В глубине души, хоть он и не противился желанию Шосефа задержать его дома, в глубине своего существа он уже знал, что, не вмешайся Лусинда, он скорее всего, устав от бездеятельности, уже отправился бы обратно и что идея пригласить в гости наиболее знатных земляков была не чем иным, как бесхитростным способом задержаться в Феррейреле, предоставив девушке возможность обдумать и самой решить то, что они с Шосефом уже решили за нее; что-то внутри него, возможно осмотрительность, которая не покидала его на протяжении всей жизни, говорило, что так будет лучше. Когда он оставил Шосефа и пришел к себе на кухню, Лусинда уже сидела там на табурете у двери и, как он радостно отметил, ждала его. Увидев его, девушка встала, а он спросил ее:
— Ты не заходишь? Вчера ты это сделала.
— Вчера было другое дело, — ответила Лусинда. — Мне заходить сегодня?
Она не хотела говорить ему, что видела, как он выкручивает яйца своему брату, требуя от него обещаний, что в следующий раз тот будет спрашивать разрешения, и еще меньше ей хотелось признаться, как страстно она ждала его приказа войти.
— Только если ты сама этого хочешь, — сказал он.
Когда она это услышала, сердце ее беспокойно забилось, хотя она и не осмелилась объяснить себе причину этого трепета; но что бы это ни было, она успокоилась и почти готова была признаться себе, что ей нравится, как ведет себя этот мужчина, обладающий страшной силой, такой огромной, что в любой момент может вырваться из подчинения.

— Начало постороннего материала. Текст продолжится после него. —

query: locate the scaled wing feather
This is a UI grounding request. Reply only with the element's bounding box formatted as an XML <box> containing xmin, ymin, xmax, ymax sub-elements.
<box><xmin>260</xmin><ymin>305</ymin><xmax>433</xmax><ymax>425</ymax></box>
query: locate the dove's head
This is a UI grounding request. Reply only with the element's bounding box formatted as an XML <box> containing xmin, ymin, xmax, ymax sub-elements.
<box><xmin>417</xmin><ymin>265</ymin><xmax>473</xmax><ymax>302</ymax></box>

Девушка вошла в спальню, и он дал ей время раздеться, прежде чем вошел и разделся сам.
Когда он проснулся, ее опять не было рядом; но след, оставленный на постели ее телом, был еще теплым, и Антонио понял, что встала она недавно. Ночь была щедра, жизнь была щедра к нему. Ему не понадобилось никакой помощи, он с самого начала ощутил силу своего тела и почувствовал немедленный призыв овладеть ею, но она сумела отсрочить соитие, сначала лаская его, потом отстраняясь, пока желание не стало таким неудержимым, на какое Антонио даже не считал себя способным. Потом они заснули. Теперь он вспоминал, как ее ладони гладили его тело, скользя по нему, будто пытаясь вылепить по-новому, заставляя его содрогаться не то от нежности, не то от наслаждения, возбуждая в нем чувства, воспоминания о которых относили его к далекому прошлому, к первому опыту, пережитому благодаря щедрости Пепоны Беттонеки, или тем услугам, что так ловко оказывал Николо де Сеттаро; но теперешние его чувства обрели некий новый, неведомый прежде оттенок такой нежности, в какой он даже не осмеливался себе признаться.
Ибаньес закрыл глаза и какое-то время лежал так, восстанавливая в памяти прошедшую ночь и сравнивая ее с последними ночами, проведенными с Шосефой Лопес де ла Прада, матерью его десяти детей, пока в спальню на цыпочках не вошла девушка в поисках кувшина. Тогда он что-то пробормотал и притянул ее к себе. Она не сопротивлялась. Он собрался было раздеть ее, но тут вспомнил, что, несмотря на десятерых рожденных от него детей, ему так ни разу и не довелось увидеть Шосефу Лопес де ла Прада обнаженной; тогда он сказал себе, что и теперь вполне можно сделать так же, и овладел Лусиндой поспешно и торопливо. Когда все закончилось, она приласкала его и сказала:
— Было хорошо, но не наспех приятнее.
И тогда он понял, что сможет полюбить ее, что кроме нежности и ладоней, что опускаются ему на плечи, словно голубки, возможно, тут будет большое чувство, какого до этого самого времени на протяжении всей своей жизни он еще не испытывал, и его охватила какая-то неизведанная тревога, ощущение беззащитности и грусти.
Когда он встал, было еще раннее утро, и он собрался поохотиться на какую-нибудь дичь. На самом деле это был лишь повод свободно побродить по горам, вспоминая места детства, которые он собирался вновь покинуть через пару дней, может быть, навсегда, места, где он еще не был в предыдущие дни, где в детстве пас коров; но теперь он непременно навестит их, ибо охота — это занятие не для мальчика, но для мужа.
Он бродил и бродил по горам, сколько душе было угодно, но так ничего и не подстрелил. Когда кто-то попадал ему на прицел, он находил предлог избежать выстрела, словно в то утро он каким-то необъяснимым образом решил щадить жизнь. Он бродил по горным тропам и дорогам, по которым гоняли скот, и наконец направился к церкви, где вновь увидел деревянный крест, стоявший у входа и напомнивший ему о мессе, которую нескончаемо и нудно служили здесь в дни его детства, тянувшейся медленно и ужасно, что оставило на всю жизнь отметину в его душе.